Remember that time in U.S. history when — in between brutal beatings, rapes, and killings — slaves were cheerfully cooking and baking for their masters? No? Luckily, one author does and wrote a children’s book about it. Unfortunately for her, that book is now the subject of major controversy.
Scholastic Books has pulled A Birthday Cake for George Washington amid controversy that it glamorizes slavery. Released January 5 and written by Ramin Ganeshram with illustrations from Vanessa Brantley-Newton, the picture book tells the story of a “servant” named Hercules and his daughter Delia gleefully preparing a birthday cake for President Washington. While a slave named Hercules forced to cook for Washington existed, Ganeshram’s version, which she says is based on real events, is widely inaccurate, as pointed out by a number of one-star reviews on Amazon.

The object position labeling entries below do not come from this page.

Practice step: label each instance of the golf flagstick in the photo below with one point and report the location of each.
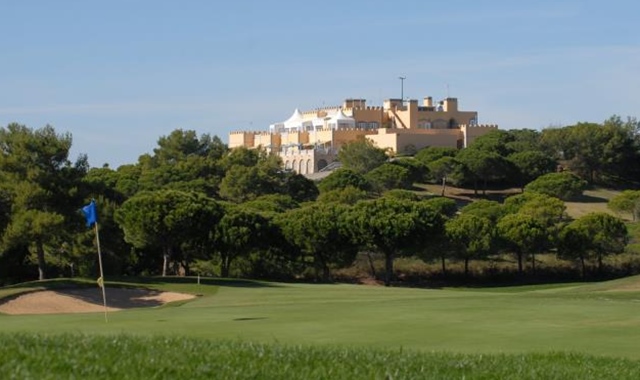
(101, 279)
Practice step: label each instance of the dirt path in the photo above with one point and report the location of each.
(87, 300)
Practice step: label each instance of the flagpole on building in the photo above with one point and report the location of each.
(101, 279)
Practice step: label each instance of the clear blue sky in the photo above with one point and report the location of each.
(119, 74)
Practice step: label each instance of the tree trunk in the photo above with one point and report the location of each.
(41, 261)
(388, 258)
(599, 264)
(533, 263)
(466, 268)
(373, 268)
(166, 257)
(520, 263)
(224, 266)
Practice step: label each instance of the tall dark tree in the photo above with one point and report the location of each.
(240, 232)
(392, 227)
(320, 231)
(593, 236)
(42, 185)
(471, 237)
(168, 220)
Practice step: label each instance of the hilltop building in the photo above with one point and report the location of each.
(308, 141)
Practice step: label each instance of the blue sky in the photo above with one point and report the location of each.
(119, 74)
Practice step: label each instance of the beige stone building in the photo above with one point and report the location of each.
(308, 141)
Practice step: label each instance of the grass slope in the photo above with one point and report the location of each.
(600, 319)
(29, 356)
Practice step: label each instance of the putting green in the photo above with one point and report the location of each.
(599, 319)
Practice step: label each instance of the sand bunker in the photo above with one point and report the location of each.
(87, 300)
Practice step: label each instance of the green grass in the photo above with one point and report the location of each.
(577, 318)
(248, 329)
(29, 356)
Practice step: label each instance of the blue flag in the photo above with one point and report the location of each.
(90, 213)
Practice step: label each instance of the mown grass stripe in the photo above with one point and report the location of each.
(31, 356)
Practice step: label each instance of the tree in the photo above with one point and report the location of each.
(239, 232)
(496, 141)
(443, 169)
(627, 201)
(343, 178)
(524, 140)
(485, 208)
(525, 235)
(389, 176)
(169, 220)
(560, 185)
(361, 156)
(471, 237)
(348, 196)
(299, 187)
(597, 152)
(272, 203)
(181, 144)
(392, 226)
(531, 165)
(483, 166)
(418, 171)
(42, 186)
(319, 230)
(433, 153)
(594, 235)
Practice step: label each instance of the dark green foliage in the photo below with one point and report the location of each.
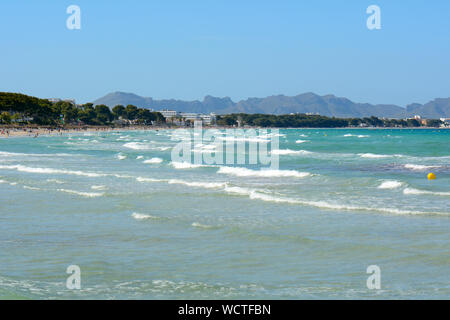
(15, 106)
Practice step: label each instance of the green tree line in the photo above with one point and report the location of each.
(15, 107)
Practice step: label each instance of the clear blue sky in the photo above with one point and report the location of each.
(188, 49)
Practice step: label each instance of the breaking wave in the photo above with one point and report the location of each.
(244, 172)
(393, 184)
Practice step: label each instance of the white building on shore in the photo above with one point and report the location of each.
(206, 119)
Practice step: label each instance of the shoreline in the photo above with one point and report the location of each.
(10, 132)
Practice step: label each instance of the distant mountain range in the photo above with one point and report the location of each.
(328, 105)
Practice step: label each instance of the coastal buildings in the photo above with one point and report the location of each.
(182, 118)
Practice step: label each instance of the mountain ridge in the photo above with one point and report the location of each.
(309, 102)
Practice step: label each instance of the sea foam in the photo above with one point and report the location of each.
(83, 194)
(244, 172)
(413, 191)
(419, 167)
(153, 161)
(392, 184)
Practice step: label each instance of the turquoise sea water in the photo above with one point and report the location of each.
(341, 200)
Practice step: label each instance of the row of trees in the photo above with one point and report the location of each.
(16, 107)
(316, 121)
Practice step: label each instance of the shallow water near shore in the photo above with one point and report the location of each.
(140, 226)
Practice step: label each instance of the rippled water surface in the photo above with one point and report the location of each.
(141, 226)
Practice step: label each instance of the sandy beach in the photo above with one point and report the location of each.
(9, 132)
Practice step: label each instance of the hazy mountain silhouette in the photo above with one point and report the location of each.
(328, 105)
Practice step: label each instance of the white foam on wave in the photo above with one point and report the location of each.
(142, 179)
(239, 190)
(99, 187)
(289, 151)
(244, 172)
(137, 146)
(83, 194)
(14, 154)
(22, 168)
(121, 156)
(373, 156)
(55, 181)
(186, 165)
(334, 206)
(153, 161)
(356, 135)
(390, 184)
(207, 185)
(260, 139)
(202, 226)
(413, 191)
(419, 167)
(31, 188)
(141, 216)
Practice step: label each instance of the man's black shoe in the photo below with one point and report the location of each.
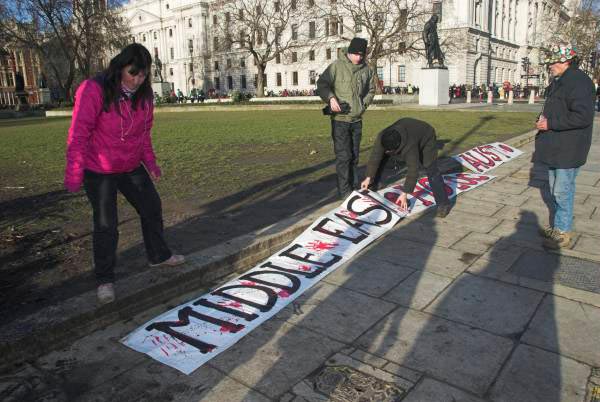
(443, 210)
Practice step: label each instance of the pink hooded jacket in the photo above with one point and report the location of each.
(107, 142)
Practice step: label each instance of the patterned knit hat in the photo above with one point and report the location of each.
(560, 54)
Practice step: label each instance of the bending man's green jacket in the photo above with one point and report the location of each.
(350, 83)
(418, 147)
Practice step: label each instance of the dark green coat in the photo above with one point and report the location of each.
(417, 148)
(569, 108)
(350, 83)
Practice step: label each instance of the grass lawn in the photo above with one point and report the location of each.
(224, 174)
(215, 154)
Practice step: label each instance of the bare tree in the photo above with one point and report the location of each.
(393, 26)
(71, 36)
(264, 29)
(582, 30)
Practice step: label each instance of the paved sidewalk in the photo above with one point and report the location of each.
(468, 308)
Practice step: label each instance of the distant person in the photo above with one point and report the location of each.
(564, 138)
(414, 142)
(109, 149)
(348, 87)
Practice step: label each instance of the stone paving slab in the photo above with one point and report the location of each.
(535, 375)
(472, 206)
(418, 290)
(476, 243)
(550, 267)
(464, 356)
(339, 313)
(372, 277)
(567, 327)
(487, 304)
(276, 357)
(496, 197)
(432, 390)
(588, 244)
(439, 260)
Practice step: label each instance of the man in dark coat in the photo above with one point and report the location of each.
(414, 142)
(564, 138)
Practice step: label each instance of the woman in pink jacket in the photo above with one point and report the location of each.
(108, 149)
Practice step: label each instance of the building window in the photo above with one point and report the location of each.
(401, 73)
(312, 30)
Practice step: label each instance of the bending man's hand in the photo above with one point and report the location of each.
(365, 184)
(402, 201)
(335, 106)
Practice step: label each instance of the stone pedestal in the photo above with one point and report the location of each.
(161, 88)
(433, 90)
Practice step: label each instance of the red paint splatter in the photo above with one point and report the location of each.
(318, 245)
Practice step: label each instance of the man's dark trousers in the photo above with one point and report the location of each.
(346, 145)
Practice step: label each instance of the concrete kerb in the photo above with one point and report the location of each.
(58, 325)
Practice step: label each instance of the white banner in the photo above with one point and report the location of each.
(191, 334)
(486, 157)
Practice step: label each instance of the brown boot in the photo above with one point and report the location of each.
(546, 232)
(558, 240)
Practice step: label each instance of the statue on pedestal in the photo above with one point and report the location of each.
(432, 43)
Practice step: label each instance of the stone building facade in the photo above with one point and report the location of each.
(490, 39)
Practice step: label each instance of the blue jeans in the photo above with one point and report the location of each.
(562, 189)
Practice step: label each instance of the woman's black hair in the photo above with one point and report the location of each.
(136, 56)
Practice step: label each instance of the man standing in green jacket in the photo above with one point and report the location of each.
(348, 87)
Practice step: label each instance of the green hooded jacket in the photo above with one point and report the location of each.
(350, 83)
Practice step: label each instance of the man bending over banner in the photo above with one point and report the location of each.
(414, 142)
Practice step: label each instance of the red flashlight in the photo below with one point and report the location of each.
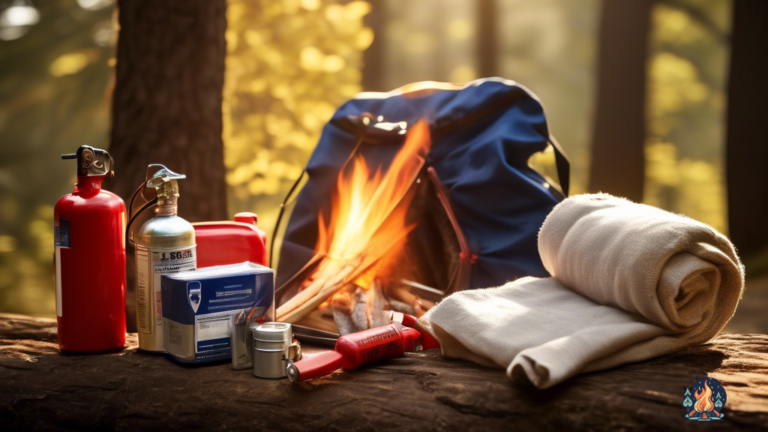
(357, 349)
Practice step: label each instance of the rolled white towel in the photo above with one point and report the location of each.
(629, 282)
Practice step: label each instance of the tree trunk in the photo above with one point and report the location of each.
(167, 100)
(487, 46)
(746, 152)
(618, 161)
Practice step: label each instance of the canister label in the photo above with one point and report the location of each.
(150, 265)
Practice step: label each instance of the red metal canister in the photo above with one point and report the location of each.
(90, 259)
(225, 242)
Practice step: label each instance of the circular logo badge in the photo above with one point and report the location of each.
(705, 400)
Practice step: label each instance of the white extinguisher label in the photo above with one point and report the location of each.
(148, 286)
(61, 239)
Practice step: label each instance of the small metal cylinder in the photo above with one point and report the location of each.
(241, 340)
(272, 343)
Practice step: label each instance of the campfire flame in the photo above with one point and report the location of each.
(703, 402)
(366, 226)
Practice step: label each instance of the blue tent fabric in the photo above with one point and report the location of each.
(482, 137)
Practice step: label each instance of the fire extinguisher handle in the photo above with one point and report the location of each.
(313, 367)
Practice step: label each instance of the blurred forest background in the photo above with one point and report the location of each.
(290, 63)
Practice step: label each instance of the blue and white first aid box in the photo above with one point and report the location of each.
(197, 306)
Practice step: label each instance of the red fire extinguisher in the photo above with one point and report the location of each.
(90, 259)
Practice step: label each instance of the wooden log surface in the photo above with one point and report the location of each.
(42, 389)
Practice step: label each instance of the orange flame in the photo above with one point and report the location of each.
(367, 225)
(367, 219)
(703, 402)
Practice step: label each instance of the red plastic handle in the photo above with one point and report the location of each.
(313, 367)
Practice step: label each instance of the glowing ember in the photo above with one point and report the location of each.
(366, 226)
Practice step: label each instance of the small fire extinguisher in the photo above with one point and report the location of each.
(90, 259)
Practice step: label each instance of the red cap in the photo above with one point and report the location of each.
(313, 367)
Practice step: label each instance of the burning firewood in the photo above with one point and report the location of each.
(367, 227)
(357, 309)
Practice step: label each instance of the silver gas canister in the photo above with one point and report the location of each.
(241, 340)
(165, 244)
(273, 346)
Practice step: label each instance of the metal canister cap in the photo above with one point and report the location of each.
(273, 331)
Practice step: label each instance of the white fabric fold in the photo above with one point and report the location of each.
(629, 282)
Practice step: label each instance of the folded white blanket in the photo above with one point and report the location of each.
(629, 282)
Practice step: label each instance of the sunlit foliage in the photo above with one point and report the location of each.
(290, 64)
(685, 109)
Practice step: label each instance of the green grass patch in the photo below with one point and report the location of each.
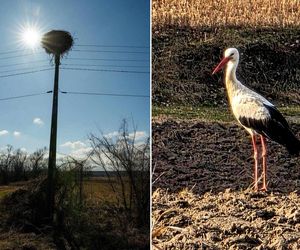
(206, 113)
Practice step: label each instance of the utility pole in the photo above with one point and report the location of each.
(53, 142)
(56, 43)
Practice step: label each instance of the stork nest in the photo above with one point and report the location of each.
(57, 42)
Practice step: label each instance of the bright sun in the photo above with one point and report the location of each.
(31, 37)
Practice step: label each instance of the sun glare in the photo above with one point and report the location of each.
(31, 37)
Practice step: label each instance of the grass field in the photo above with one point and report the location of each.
(258, 13)
(99, 189)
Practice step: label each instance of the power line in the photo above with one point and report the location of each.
(111, 51)
(103, 94)
(24, 96)
(12, 51)
(106, 59)
(110, 46)
(17, 64)
(108, 70)
(105, 65)
(17, 56)
(25, 73)
(27, 68)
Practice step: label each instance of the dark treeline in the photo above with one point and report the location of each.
(18, 165)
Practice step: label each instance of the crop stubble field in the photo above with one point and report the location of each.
(202, 160)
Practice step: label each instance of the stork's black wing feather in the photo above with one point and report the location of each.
(275, 128)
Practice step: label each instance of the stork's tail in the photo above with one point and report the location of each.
(292, 144)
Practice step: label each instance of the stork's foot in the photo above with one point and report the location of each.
(264, 189)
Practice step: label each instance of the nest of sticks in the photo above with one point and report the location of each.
(57, 42)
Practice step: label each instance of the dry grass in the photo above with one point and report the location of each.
(257, 13)
(227, 220)
(98, 189)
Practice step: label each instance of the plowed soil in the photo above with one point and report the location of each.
(202, 192)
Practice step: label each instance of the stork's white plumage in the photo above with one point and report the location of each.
(256, 114)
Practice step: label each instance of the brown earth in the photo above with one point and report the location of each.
(183, 60)
(202, 194)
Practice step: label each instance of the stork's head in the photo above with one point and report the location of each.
(230, 55)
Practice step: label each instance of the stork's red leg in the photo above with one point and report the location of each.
(255, 162)
(264, 156)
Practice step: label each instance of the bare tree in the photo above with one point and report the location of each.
(37, 162)
(128, 160)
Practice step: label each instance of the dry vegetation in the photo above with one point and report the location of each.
(227, 220)
(194, 13)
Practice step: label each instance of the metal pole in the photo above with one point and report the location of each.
(52, 148)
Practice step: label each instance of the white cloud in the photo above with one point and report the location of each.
(17, 134)
(73, 145)
(38, 121)
(3, 132)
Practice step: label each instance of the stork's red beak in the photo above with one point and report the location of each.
(221, 64)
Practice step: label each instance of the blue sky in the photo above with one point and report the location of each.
(25, 122)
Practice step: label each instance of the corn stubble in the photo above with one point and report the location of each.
(195, 13)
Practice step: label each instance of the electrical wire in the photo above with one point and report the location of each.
(27, 68)
(17, 64)
(106, 59)
(12, 51)
(25, 73)
(111, 51)
(17, 56)
(24, 96)
(110, 46)
(103, 94)
(108, 70)
(103, 65)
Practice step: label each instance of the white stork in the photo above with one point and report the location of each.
(256, 114)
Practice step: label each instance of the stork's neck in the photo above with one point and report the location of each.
(232, 84)
(231, 72)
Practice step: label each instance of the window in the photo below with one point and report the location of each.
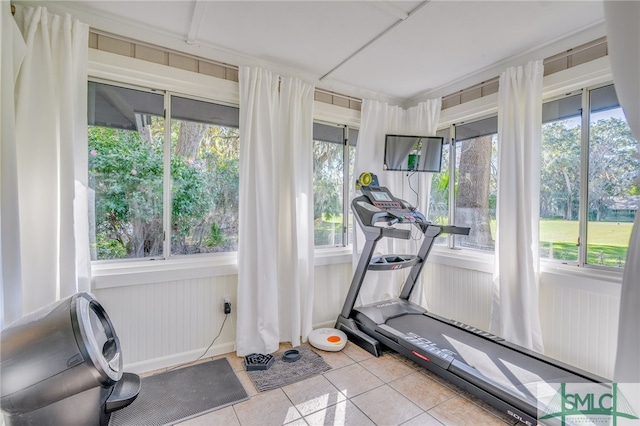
(159, 189)
(333, 161)
(476, 148)
(613, 193)
(440, 191)
(587, 191)
(560, 179)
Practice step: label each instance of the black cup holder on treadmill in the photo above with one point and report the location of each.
(392, 262)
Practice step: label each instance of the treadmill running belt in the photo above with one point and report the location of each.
(501, 364)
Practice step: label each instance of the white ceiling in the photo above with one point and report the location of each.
(395, 50)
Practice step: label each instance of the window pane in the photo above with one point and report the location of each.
(439, 200)
(125, 136)
(475, 201)
(560, 179)
(351, 153)
(204, 177)
(328, 183)
(613, 165)
(352, 189)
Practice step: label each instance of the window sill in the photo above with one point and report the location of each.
(592, 279)
(138, 272)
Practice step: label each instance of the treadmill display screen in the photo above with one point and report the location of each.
(380, 196)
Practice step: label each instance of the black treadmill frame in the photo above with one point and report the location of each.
(374, 335)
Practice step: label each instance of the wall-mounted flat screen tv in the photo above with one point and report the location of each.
(413, 153)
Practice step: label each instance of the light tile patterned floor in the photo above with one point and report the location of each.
(359, 390)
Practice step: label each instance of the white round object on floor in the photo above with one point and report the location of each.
(328, 339)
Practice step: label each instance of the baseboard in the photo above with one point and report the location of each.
(179, 358)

With all the backlash, Scholastic pulled the book for possibly “giving a false impression of the reality of slaves.”
“While we have great respect for the integrity and scholarship of the author, illustrator and editor, we believe that, without more historical background on the evils of slavery than this book for younger children can provide, the book may give a false impression of the reality of the lives of slaves and therefore should be withdrawn,” the children’s publisher said in a statement released to the AP.
Scholastic is also accepting all returns from parents who purchased A Birthday Cake for George Washington. Parents who still wish to get a copy of the problematic book can try Amazon, where it’s currently the No. 1 “Children’s Colonial American Historical Fiction” best-seller.